I apologize for the total lack of blogging during the month of January. The ulpan computer broke. Blogging should become more frequent, as I'll have more reliable access to the internet. (I'm currently using my roomate's computer, since we haven't quite figured out how to configure mine to access the internet. French keyboards are downright weird. They put letters and symbols in odd places. Like flipping the 'a' and the 'q'. I've never been so aware of just how many words use the letter 'a'.)
I don't really know what to think or feel about finishing the ulpan. When I planned out this year, five months had seemed like a sizable chunk of time. It went by so quickly. I'm more than halfway through my time in this country. It's a depressing thought.
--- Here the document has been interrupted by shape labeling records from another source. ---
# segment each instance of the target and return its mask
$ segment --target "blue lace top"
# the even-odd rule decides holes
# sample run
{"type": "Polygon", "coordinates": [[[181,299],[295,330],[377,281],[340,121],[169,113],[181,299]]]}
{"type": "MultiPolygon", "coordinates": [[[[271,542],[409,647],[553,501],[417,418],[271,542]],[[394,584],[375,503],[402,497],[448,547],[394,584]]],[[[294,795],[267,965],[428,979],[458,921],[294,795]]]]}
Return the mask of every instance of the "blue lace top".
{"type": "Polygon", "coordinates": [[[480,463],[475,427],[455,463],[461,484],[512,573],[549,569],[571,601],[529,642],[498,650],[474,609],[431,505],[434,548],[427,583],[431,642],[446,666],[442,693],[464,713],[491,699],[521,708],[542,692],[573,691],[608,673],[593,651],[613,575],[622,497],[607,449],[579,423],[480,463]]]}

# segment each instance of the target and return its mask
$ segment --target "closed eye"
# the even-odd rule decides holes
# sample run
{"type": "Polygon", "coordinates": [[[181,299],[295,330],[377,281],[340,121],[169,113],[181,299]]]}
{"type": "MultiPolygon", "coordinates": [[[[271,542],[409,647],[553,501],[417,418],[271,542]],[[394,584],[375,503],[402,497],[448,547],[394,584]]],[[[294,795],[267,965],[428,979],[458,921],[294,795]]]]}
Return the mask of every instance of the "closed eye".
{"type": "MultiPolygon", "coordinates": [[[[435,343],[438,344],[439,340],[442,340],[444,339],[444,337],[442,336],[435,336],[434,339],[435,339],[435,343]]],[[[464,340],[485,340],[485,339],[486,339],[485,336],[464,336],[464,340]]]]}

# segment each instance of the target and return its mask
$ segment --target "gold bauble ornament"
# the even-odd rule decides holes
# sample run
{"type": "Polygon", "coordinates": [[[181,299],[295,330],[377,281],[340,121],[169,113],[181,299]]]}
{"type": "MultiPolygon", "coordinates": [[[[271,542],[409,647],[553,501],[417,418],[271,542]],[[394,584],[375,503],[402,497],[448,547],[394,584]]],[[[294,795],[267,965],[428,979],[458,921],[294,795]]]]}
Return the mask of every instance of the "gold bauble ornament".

On the other hand, I've already accomplished so much of what I came here to do, and not just the part about learning Hebrew. I've come to realize so much about myself: the person I was when I left Chicago, the person I want to be, the kind of person I want to be with, the kind of person I don't want to be with. I see my Chicago life from an entirely different perspective now, and I know that some of this is going to leave a lasting impression. There are aspects of my life that are going to have to change when I go back to the States, and some of those changes will be difficult and painful. I'm starting to think that perhaps one of the reasons I came here was to give myself the opportunity to sort through some of this stuff. Baruch Hashem.
So here I am, back in a big city, in an apartment, having to pay bills and buy groceries and whatnot. The vacation part of my vacation is over. I will try to give more details in the coming posts about life on the ulpan and life in Yerushalayim. I'm hoping to have the time to make this blog more personal again. Until then, I'm going to do my little happy dqnce and sing my "I Live In Yerushalayim" happy song.